Comment: Chelsea’s homage to Arsenal could see the Blues all the way to the Premier League title

An uncanny resemblance to the Arsenal of old last week proved why Chelsea have the quality to take this Premier League season by storm.

Back in May 2000, Arsene Wenger’s side beat Gianluca Vialli’s Chelsea for the second time that season.

A Gunners team, which included Tony Adams, Emmanuel Petit, Patrick Viera and Thierry Henry upfront, comprised a core which modern day football teams would envy. In fact, Chelsea admired it so much they bought Petit the following summer.

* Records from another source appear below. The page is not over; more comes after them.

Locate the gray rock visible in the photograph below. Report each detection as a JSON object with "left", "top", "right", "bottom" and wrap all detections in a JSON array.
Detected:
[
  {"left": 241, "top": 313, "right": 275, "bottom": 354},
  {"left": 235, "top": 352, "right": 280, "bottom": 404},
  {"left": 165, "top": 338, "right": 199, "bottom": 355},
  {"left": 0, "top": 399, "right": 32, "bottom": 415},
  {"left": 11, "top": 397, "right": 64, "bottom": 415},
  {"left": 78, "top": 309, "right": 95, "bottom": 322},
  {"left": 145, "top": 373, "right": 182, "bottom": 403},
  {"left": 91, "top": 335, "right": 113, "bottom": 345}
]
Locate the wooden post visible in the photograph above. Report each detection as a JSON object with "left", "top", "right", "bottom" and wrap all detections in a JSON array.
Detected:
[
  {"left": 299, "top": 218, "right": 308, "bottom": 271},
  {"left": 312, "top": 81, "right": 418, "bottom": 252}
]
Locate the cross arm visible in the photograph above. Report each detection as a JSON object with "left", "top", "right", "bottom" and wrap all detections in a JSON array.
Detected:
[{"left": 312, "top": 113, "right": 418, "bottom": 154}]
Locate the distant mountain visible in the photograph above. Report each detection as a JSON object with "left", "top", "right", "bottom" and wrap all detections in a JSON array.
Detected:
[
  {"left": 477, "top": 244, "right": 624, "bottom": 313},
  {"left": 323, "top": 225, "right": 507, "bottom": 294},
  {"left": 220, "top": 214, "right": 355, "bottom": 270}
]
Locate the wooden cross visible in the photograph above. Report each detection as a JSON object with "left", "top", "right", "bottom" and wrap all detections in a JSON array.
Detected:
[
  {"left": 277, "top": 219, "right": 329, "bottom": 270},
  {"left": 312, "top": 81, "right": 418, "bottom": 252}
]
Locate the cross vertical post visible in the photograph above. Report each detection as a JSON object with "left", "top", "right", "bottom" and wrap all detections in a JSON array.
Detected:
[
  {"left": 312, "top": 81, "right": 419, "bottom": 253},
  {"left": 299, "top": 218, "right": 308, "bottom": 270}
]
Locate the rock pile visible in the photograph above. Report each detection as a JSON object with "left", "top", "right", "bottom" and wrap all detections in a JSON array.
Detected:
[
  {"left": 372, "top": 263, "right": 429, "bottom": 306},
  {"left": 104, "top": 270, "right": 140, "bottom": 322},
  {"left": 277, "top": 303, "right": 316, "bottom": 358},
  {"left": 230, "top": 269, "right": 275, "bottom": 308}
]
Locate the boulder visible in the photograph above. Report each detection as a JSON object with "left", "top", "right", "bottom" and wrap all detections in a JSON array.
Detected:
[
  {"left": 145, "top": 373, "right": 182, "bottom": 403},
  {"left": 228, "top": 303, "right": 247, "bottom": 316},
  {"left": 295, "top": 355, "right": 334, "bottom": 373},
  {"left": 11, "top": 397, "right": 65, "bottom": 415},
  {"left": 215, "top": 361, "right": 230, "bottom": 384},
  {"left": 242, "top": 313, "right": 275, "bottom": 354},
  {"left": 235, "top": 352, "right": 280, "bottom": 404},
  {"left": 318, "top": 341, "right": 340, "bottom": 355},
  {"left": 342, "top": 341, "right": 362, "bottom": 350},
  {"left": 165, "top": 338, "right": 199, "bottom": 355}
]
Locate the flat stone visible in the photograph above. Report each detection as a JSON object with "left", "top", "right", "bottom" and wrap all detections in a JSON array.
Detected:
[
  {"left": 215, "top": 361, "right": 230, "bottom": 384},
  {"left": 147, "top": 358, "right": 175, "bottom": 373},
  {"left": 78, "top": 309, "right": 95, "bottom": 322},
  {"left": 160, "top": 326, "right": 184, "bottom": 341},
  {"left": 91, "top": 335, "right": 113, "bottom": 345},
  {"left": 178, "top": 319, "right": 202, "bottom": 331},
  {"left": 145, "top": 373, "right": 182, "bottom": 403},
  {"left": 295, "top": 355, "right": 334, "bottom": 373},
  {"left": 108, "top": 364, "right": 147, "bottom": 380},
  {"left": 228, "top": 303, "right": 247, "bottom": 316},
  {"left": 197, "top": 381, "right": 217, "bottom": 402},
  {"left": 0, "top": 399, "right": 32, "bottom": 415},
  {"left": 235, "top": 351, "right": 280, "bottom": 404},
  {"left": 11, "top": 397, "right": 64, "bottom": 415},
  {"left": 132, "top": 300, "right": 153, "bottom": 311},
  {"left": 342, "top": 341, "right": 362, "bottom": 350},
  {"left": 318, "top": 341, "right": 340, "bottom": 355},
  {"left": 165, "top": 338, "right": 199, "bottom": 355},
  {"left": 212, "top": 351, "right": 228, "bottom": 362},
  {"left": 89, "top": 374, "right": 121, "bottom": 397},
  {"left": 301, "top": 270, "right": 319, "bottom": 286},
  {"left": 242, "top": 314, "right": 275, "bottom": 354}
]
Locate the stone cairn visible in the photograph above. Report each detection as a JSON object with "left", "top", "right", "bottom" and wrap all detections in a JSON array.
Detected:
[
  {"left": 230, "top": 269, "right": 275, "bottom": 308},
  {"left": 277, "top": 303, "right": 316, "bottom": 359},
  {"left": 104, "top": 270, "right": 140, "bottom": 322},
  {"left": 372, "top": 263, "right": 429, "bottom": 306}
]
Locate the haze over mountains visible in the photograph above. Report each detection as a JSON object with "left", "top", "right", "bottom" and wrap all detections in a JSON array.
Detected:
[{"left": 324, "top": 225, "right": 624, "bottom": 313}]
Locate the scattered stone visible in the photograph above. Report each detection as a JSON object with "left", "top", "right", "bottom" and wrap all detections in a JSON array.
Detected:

The result was fairly straight forward for Wenger – there were no touchline handbags with Vialli, anyway – as the Frenchman’s side eased to a 2-1 win courtesy of two Henry goals. The striker’s double was the ninth consecutive game in which he had scored.

At Stamford Bridge last Sunday, Jose Mourinho’s newly-moulded Chelsea core displayed remarkable similarities to that Arsenal team at the turn of the millennium.

Mourinho’s final touches to what appears to be a masterpiece were made in the summer with the incoming of Brazilian-turned-Spanish powerhouse Diego Costa, and Arsenal’s old flame, Cesc Fabregas.

Of late, it’s been quite the fashion to be a failure in Chelsea’s forward line – a trend set by Fernando Torres and Andriy Shevchenko – but Costa has viewed that as far too mainstream. The 25-year-old’s nine goals in seven games at the start of a season is only bettered in the Premier League era by Micky Quinn’s ten for Coventry City back in the 1992/93 campaign.

“John Terry may not have much pace – frankly, he never did – but with the solid foundations which Mourinho’s side has, he really doesn’t need it.” – SWL’s Tom Roddy

Watching Costa bares no resemblance to Henry, but the qualities he has displayed in his first few months in west London show he could be every bit the star of this generation that Henry was for his.

Stepping back into the engine room are another two Mourinho buys: Cesc Fabregas and Nemanja Matic. If the former Arsenal man has the keys to unlock the opposition’s defence, Matic provides the iron railings to keep them out.

The big Serbian is the unsung hero of this Chelsea side, and his value to Mourinho’s core is clear to see through the Portuguese’s decision to pay £21m for a player they sold three years before for £1.5m.

During his first spell in charge that began in 2004, Mourinho bought Claude Makelele from Real Madrid. His time at the Bridge was so successful, his name now signifies a footballing role. Matic has taken that mantle and modernised it; he has the defensive qualities of Makelele mixed with the fiercely imposing nature of Viera and Petit.

And just as Tony Adams was Wenger’s leader in the back line, Mourinho can still rely on the sole first team survivor from the 2004 side, John Terry.

The Chelsea captain may not have much pace – frankly, he never did – but with the solid foundations which Mourinho’s side has, he really doesn’t need it.

Small concerns around Stamford Bridge were whether Chelsea’s back line could deal with the pace of Alexis Sanchez and Danny Welbeck, but in the compact way Mourinho sets his side out in the big games, the opposition were suffocated.

It’s a dangerous thing to allow Jose Mourinho’s Chelsea to sneak a lead, something Sir Alex Ferguson knows all too well about. Manuel Pellegrini and Wenger may well have also known this, but with the resources Mourinho has at his disposal, there just may not be anything to do about it.